You can capture a video, edit it, and transmit it across the globe with the cellphone in your hand. You can use your phone to explore cities, purchase a vehicle, monitor your vital signs, and do hundreds of other things. So, what’s the deal? All of those tasks used to need the acquisition of particular abilities and the resources required to carry them out. Are you making a movie? Get a movie camera and the necessary technology first. Second, learn how to operate them and assemble a team. Third, make the film. Fourth, work on the film’s development and editing—fifth, print and transfer ownership. Now, technology has taken care of all of those duties. When smartphone programmers have taken care of so much, we don’t need to understand the delicate intricacies. However, today, filmmakers have more time to concentrate on their art, and becoming a filmmaker is simpler than ever. Technology has always made us individually dumber and wiser – and collectively more intelligent. Technology has increased our reliance on others by allowing us to accomplish more while knowing less about what we do.
Notifications are essentially the drug of technology.
Our phone’s apps all want to give me alerts. It’s fantastic since they all have vital knowledge to offer to help us be more productive. Except that all I do all day is play a digital version of whack-a-mole, tapping icons with red dots to get rid of all the alerts. According to studies, continuous stimulation on our gadgets increases dopamine levels in our brains, making them act like narcotics. The issue with medicines, like notifications, is that they are challenging to refuse. It will make you feel fabulous for a short while, but it will also induce anxiety, cravings, and withdrawal. All of this is equally true of the remedy that continuous notifications provide.
Specialized expertise
Specialization allows us to excel at some activities. Still, that investment in learning — for example, how to be an ER nurse or a computer programmer – comes at the cost of other abilities, such as producing your food or constructing your own home. Specialization has moral and practical implications. Skilled employees are more likely to find employment and earn more than unskilled ones.
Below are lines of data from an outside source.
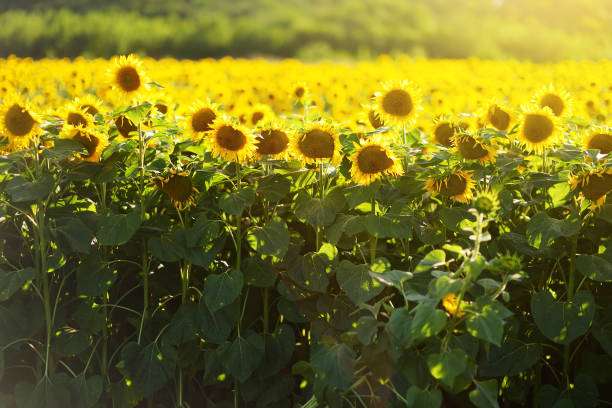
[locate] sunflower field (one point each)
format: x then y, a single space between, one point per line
253 233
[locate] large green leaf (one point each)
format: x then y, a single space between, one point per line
11 282
273 239
222 289
542 230
149 367
356 282
563 322
117 229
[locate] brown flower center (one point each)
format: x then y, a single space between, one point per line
18 121
373 159
272 141
397 102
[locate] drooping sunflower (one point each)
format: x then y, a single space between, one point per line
538 128
399 103
371 159
272 141
457 185
473 149
127 76
95 142
200 118
593 185
18 123
557 100
231 141
599 138
317 142
178 187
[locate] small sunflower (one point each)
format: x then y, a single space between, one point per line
127 76
231 141
458 185
317 142
178 187
398 103
472 149
371 159
557 100
538 128
272 141
17 121
593 185
95 142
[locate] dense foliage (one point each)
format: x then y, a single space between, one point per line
247 234
542 30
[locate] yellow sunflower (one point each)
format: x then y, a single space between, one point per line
371 160
17 121
272 141
557 100
95 142
458 185
472 149
538 128
178 187
200 118
231 141
127 76
593 185
317 142
399 103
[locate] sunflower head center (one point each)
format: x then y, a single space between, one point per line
397 102
554 102
601 141
499 118
18 121
538 128
202 119
443 134
317 144
373 159
230 138
128 79
272 141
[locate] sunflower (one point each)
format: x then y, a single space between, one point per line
127 76
200 118
599 138
178 187
371 159
95 142
458 185
593 185
17 121
272 141
538 128
398 103
317 142
472 149
231 141
557 100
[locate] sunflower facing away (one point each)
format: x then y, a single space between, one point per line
593 185
371 160
95 142
178 187
317 142
458 185
17 122
538 129
399 103
231 141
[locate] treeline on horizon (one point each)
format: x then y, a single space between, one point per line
536 30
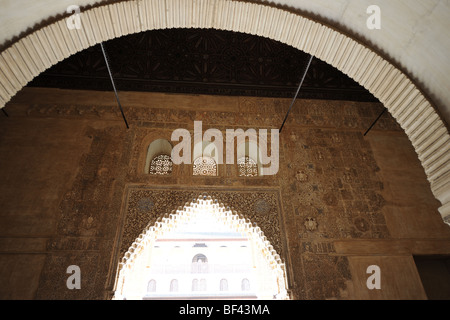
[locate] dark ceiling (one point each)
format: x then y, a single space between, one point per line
202 61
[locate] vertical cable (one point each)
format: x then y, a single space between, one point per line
114 86
298 90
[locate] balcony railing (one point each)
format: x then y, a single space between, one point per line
199 268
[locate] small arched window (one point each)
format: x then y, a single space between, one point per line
247 167
223 285
199 264
151 286
245 285
204 166
159 161
174 285
195 285
161 165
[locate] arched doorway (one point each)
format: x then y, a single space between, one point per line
202 251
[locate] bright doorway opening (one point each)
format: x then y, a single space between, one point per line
203 251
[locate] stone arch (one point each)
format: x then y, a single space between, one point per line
37 51
139 249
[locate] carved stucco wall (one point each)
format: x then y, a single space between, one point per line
35 52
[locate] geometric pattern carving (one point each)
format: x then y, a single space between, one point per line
204 166
161 165
247 167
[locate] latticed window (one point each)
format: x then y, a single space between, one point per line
205 166
247 167
161 165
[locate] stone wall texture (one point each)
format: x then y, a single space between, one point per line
73 191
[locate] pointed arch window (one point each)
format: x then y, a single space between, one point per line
174 285
223 285
245 285
247 167
151 286
204 166
161 165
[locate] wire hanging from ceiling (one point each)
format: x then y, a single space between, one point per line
113 84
It’s causing us to become more illiterate.
True, technology has enabled us to do some amazing feats. We can’t deny that it has helped us to solve previously intractable issues, but all of this clever technology has rendered us stupid at its most fundamental level. We believe it is primarily due to how reliant we have become on technology for even the most basic needs.
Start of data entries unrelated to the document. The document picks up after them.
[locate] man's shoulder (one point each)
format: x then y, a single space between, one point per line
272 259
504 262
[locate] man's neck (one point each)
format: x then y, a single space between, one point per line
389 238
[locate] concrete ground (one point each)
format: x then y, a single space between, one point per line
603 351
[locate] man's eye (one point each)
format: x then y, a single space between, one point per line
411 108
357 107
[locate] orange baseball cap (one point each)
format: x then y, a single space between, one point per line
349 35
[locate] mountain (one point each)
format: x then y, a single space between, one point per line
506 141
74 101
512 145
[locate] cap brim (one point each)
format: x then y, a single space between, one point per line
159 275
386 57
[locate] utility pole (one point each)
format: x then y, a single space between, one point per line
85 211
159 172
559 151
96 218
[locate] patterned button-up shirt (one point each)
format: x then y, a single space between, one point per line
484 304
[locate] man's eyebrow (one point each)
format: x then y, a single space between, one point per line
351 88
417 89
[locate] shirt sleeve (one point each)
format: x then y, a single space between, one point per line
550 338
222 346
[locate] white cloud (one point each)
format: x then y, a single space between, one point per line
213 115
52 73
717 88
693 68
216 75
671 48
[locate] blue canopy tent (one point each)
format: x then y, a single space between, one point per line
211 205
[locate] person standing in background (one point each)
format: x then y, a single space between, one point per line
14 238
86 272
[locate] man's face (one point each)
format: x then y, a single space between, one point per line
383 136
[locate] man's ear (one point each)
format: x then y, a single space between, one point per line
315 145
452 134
Here’s the deal: If you don’t utilize a muscle, it will eventually be lost. Sure, it’s not strictly a muscle, but can we agree that if you stop using your brain because your watch informs you when it’s time to go to a meeting, get up, or use the restroom, you’re not becoming any wiser? The more we delegate to computers what distinguishes us as humans—our power to think, analyze, and make decisions—the less we push and develop our capacity to do so.